Zamknięte zostało przejście z ul. Kołłątaja w ulicę 3 Maja po stronie pl. Litewskiego. Tu, gdzie wcześniej wygrodzony był wąski przesmyk, huczał wczoraj młot pneumatyczny rozbierający asfaltową nawierzchnię jezdni, której skrajem chodzili piesi.

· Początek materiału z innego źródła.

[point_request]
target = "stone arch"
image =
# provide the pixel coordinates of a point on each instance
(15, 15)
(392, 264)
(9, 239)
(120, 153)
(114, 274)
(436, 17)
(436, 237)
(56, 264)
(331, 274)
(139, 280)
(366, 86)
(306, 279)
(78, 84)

Tablice nakazują tu iść naokoło, czyli przez trzy przejścia, ale większość ludzi ignoruje znaki i chodzi jezdnią. Zamiast asfaltu ułożona ma być ta sama nawierzchnia, co na placu. Przejście ma być otwarte najpóźniej w sobotę.
O krok od wyroku
Jeszcze w tym tygodniu może zapaść kluczowa decyzja w sprawie Baobabu, który mimo złej kondycji wypuszcza liście. Los topoli jest w rękach wojewódzkiego konserwatora zabytków, który rozpatruje wniosek Urzędu Miasta o pozwolenie na wycinkę. Do wniosku dołączono ekspertyzy mówiące, że drzewo zamiera i może się przewrócić. – Przed decyzją zaproszę na rozmowę wszystkich, którzy przygotowali ekspertyzy – stwierdza Dariusz Kopciowski, wojewódzki konserwator zabytków.
Już rozwijają trawę
Zaczęło się układanie trawy na zieleńcach przebudowywanego pl. Litewskiego. Murawa w rolkach była rozwijana wczoraj u podnóża pomnika Unii Lubelskiej. Podobne zieleńce będą urządzane w niższej, parkowej części placu. W pobliżu budynku Wydziału Politologii w murawie mają być „wycięte” miejsca na betonowe meble służące do siedzenia i leżenia. Widać już również urządzenia do zabawy dla dzieci, jak też drewnianą nawierzchnię placu do organizacji imprez kulturalnych. (drs)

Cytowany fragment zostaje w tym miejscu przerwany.